Después, en el examen propiamente dicho, nos puede
ayudar el considerar cómo ha visto el Señor nuestro día. Procuremos, con ayuda
de nuestro Ángel Custodio, verlo reflejado en Dios como en un espejo, pues
«jamás nos acabamos de conocer si no procuramos conocer a Dios»10.
Luego, a continuación, se puede examinar el comportamiento concreto: para con
Dios, para con el prójimo, para con uno mismo... Esto puede hacerse recorriendo
brevemente las horas del día, o las diferentes situaciones en las que nos hemos
encontrado, dando especial importancia al cumplimiento del plan de vida, a los
propósitos formulados el día anterior, a los consejos recibidos en la dirección
espiritual. Con todo, esta práctica piadosa es muy personal. En la dirección
espiritual nos pueden ayudar mucho en el modo de llevarla a cabo.
Lo más importante del examen hecho cerca del Señor,
que ordinariamente durará muy pocos minutos, es el dolor, la contrición. Si
esta es sincera, brotarán algunos propósitos, pocos (muchas veces uno solo),
concretos y quizá pequeños: buscar alguna industria humana para tratar con más
frecuencia al Ángel Custodio; cuidar mejor la puntualidad en el trabajo o en la
Santa Misa; sonreír aunque estemos cansados o algo enfermos; ser más amables;
poner más intensidad y lucha en la oración; acudir en ese día con más
frecuencia a la Santísima Virgen, a San José, a Jesús presente en los sagrarios
de los muchos templos de la ciudad o de la única iglesia del pueblo; acabar
bien la tarea, sin chapuzas; vivir mejor las mortificaciones habituales,
concretando alguna especial en las comidas, en el orden personal; invitar a
aquellos amigos al próximo retiro espiritual, sin dejar pasar un día más...

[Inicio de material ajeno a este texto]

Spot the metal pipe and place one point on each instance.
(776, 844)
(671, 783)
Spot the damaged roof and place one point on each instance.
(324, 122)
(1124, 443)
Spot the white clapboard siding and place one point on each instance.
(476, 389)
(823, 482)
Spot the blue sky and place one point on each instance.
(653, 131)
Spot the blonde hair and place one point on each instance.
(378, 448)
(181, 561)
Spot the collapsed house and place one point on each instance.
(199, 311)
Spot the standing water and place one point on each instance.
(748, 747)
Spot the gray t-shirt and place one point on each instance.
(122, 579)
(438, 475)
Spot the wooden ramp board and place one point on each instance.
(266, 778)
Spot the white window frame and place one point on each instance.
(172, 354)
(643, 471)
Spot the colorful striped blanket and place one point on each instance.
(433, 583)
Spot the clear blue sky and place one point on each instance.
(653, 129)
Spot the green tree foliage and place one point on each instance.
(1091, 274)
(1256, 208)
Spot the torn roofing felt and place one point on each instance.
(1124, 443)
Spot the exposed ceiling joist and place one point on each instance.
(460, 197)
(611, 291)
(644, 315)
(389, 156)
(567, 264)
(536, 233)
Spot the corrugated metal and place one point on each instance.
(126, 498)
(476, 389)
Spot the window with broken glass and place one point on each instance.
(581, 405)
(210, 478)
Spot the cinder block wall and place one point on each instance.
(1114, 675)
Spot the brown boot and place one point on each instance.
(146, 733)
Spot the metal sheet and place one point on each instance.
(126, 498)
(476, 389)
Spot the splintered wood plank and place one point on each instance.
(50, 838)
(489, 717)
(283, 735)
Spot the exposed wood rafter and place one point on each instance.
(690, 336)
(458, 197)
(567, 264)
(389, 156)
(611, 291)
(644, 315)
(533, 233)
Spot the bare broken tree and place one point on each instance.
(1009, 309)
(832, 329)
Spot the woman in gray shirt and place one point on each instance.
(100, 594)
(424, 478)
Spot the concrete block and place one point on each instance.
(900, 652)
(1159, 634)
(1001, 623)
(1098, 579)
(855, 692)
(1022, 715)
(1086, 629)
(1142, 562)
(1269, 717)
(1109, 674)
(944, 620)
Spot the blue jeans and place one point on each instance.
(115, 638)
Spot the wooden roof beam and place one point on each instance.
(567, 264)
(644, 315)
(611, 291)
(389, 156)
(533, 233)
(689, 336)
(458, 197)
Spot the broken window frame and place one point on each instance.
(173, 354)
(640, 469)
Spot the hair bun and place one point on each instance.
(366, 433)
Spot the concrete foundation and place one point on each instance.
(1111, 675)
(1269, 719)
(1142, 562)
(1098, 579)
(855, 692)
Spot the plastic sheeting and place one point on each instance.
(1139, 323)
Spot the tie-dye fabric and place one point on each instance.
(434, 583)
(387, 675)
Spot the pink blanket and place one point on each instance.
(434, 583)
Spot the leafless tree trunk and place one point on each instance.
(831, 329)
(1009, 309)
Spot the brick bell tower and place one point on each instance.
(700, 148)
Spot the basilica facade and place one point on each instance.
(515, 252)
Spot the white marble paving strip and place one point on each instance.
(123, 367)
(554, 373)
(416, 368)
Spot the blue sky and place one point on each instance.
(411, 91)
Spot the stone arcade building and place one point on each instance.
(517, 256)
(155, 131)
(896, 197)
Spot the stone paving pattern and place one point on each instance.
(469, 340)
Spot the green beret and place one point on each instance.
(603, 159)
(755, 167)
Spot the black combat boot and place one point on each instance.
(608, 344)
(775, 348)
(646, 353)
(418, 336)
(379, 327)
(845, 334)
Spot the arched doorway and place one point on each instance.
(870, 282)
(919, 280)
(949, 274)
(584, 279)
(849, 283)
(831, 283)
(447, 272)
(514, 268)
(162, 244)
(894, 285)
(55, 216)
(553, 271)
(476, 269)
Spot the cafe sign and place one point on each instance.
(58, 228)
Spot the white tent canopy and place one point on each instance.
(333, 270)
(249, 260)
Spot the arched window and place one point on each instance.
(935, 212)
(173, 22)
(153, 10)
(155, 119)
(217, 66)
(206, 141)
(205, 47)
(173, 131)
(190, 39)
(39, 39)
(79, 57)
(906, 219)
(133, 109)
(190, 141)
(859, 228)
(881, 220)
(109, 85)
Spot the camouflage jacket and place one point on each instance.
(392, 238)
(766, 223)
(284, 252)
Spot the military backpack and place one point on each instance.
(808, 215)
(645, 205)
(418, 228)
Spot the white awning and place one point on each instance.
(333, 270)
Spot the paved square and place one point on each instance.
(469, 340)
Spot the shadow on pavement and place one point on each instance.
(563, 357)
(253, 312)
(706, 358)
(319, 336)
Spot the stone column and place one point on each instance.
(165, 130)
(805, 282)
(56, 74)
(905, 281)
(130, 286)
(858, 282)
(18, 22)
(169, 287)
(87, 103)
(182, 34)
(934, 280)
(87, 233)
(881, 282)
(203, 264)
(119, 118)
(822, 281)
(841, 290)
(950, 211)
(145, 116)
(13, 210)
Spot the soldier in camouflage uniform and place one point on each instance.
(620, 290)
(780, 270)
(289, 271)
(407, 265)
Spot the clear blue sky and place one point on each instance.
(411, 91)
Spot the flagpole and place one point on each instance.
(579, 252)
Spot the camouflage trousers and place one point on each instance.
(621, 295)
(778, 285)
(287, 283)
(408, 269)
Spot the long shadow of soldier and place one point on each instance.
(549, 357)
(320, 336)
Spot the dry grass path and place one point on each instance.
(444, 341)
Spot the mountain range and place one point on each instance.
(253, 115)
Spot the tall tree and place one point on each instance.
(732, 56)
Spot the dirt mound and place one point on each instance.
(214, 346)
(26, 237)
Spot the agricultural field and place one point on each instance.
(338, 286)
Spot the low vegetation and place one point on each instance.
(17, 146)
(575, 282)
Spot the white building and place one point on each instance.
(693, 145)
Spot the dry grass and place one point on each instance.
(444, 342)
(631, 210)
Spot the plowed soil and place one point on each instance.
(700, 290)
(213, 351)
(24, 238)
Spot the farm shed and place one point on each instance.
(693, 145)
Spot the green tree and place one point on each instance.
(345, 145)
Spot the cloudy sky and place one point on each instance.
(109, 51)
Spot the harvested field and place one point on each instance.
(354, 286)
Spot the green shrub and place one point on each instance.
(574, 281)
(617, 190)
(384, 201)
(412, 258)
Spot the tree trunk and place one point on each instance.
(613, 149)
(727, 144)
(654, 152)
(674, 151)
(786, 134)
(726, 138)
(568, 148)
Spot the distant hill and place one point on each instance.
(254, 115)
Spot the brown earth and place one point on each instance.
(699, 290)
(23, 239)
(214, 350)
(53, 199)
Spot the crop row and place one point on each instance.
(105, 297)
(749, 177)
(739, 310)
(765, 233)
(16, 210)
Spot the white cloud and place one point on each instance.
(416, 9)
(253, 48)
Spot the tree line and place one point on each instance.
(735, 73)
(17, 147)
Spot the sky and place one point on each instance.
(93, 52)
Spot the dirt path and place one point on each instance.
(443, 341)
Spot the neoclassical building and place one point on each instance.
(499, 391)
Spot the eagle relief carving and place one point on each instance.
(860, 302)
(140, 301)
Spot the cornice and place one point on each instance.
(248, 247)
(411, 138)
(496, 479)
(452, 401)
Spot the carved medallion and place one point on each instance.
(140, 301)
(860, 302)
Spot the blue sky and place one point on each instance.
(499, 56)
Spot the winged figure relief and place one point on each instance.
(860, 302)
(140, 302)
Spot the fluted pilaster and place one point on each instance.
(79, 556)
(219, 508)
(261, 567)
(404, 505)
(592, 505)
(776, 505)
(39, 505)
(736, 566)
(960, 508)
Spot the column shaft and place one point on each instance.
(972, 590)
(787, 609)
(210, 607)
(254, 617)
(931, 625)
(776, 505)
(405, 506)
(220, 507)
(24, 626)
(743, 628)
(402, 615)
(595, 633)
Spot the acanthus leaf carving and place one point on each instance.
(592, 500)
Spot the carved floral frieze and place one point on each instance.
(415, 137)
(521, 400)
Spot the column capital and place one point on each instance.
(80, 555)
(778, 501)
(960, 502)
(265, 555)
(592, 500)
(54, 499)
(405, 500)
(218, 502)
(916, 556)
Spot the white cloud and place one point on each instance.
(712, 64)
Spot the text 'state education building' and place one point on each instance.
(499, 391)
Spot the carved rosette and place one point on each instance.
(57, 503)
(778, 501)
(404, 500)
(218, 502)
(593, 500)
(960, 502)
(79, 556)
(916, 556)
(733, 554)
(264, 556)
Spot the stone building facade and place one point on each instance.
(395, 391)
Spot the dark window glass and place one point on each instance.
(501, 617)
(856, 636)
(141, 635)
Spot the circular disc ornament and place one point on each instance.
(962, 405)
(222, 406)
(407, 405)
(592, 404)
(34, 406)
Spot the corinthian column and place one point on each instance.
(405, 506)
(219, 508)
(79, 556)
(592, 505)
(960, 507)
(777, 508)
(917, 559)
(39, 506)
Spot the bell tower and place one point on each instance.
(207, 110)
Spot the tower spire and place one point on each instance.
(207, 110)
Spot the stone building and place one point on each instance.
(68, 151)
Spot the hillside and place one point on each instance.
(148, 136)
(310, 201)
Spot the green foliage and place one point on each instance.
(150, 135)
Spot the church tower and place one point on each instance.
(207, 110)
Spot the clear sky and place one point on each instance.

Dolor hondo, aunque las faltas sean leves, y propósitos para los que pediremos
ayuda a Dios, porque si no, aunque sean pequeños, no saldrán adelante.
También veremos las buenas obras de ese día, y eso nos
llevará a ser agradecidos con el Señor. Así podremos retirarnos a descansar con
el alma llena de paz y de alegría, con deseos de recomenzar al día siguiente
ese camino de amor a Dios y al prójimo.
1 Lc 14,
28-32. —
2 San
Juan de la Cruz, Cántico espiritual, 4, 1. —
3 A.
del Portillo, Carta 8-XII-1976, n. 8. —
4 Ibídem.
—
5 Ibídem.
—
6 San
Juan Clímaco, Escala del paraíso, 4. —
7 Cfr. San
Josemaría Escrivá, Camino, n. 236. —
8 Prov 24,
30-31. —
9 Cfr. Mc 10,
51. —
10 Santa
Teresa, Moradas, 1, 2, 9.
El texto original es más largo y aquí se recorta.